Every day, she feeds a group of blue and gold macaws that fly up to her apartment and perch on a small ledge where she also has some plants.
“I don’t know if there’s any other place in the world where you can interact with macaws from your window.”
“It’s very special,” Cortez said. “I don’t know if there’s any other place in the world where you can interact with macaws from your window.”
Macaws were first brought to Caracas in the 1970s by people who bought them in rural areas of southern Venezuela and smuggled them into the city as pets.
They were kept in cages in people’s homes. But they were noisy, and eventually, some people got tired of them and let them fly away.
Maria Lourdes Gonzalez, a biologist who studies these birds, said that the macaws found palm trees where they could make nests. And several tree species, like mango trees, provided them with food.
The birds reproduced successfully over the years thanks to the city’s mild weather and its abundant sources of food, and also because Caracas lacks the predators that hunt macaws in South America’s rainforests, like monkeys and eagles.
“In the wild, their survival rate is like one nestling for every two nests,” Gonzalez said outside her office at Simon Bolivar University, where macaws can be easily spotted in the afternoon. “Here, in Caracas, they lay three eggs and all of them will survive.”
According to Gonzalez there are at least 600 macaws flying around the city that have descended from pets, including the blue and gold macaws, and also scarlet macaws that are native to the Amazon.
These birds mingle with the one native species of macaw, a small apple-green one known as the maracaná or Ara Severus. But only the macaws that descended from pets seem to have little fear of humans.
“They teach their nestlings to come to humans to get food,” Gonzalez said. “And they love to be in contact with us because we give food to them.”
As the birds become easier to spot, they have become a symbol of Caracas, where they appear on murals and souvenirs. Some locals also run Instagram accounts dedicated to the birds.
Karem Guevara runs an account with more than 100,000 followers. She leaves food for the birds on the ledges of her apartment’s windows and films them as they eat and play.
“There are people who have left Venezuela and miss seeing these birds,” she said. “And for them, this account is like a window so that they can continue to enjoy this spectacle.”
The city’s small tourism industry has also embraced the trend, with some agencies offering macaw-spotting tours.
In the busy neighborhood of Las Mercedes, the Ololo Hotel attracts the birds to its terrace every morning by leaving out a tray with sunflower seeds. That way the guests can take photos with the birds while they’re having breakfast.

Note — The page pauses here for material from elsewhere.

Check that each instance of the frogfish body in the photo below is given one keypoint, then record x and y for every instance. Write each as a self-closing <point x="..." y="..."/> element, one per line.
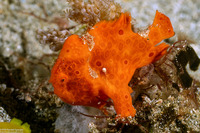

“The macaws sort of bring tourists to us,” said Jean Paul Simon, the hotel’s owner. “We have guests who just come here to have some breakfast and, even though they’re not staying with us, they just come here to see the macaws.”
But even though the birds are popular with the city’s residents, the macaws’ future in Caracas isn’t guaranteed.
Biologist Maria Lourdes Gonzalez explained that the birds only nest in old palm trees, whose trunks have been hollowed out by a local insect.
Old palm trees don’t have leaves, and the city government has been removing some of them because they’re not pretty.
“Now, we have a huge population [that needs] to reproduce and, each year, there are less and less spaces to reproduce,” Gonzalez said.
So far, there hasn’t been an outcry to save the macaws’ habitat. Gonzalez said that if city workers continue to knock down the old palm trees, some of the birds might try to migrate to nearby cities that are 20 or 30 km away.
She said that, ultimately, the future of these birds depends on the humans who brought them to the city in the first place.
“This is an introduced species,” she said. “It’s a decision from the people if this population stays in Caracas or has to leave.”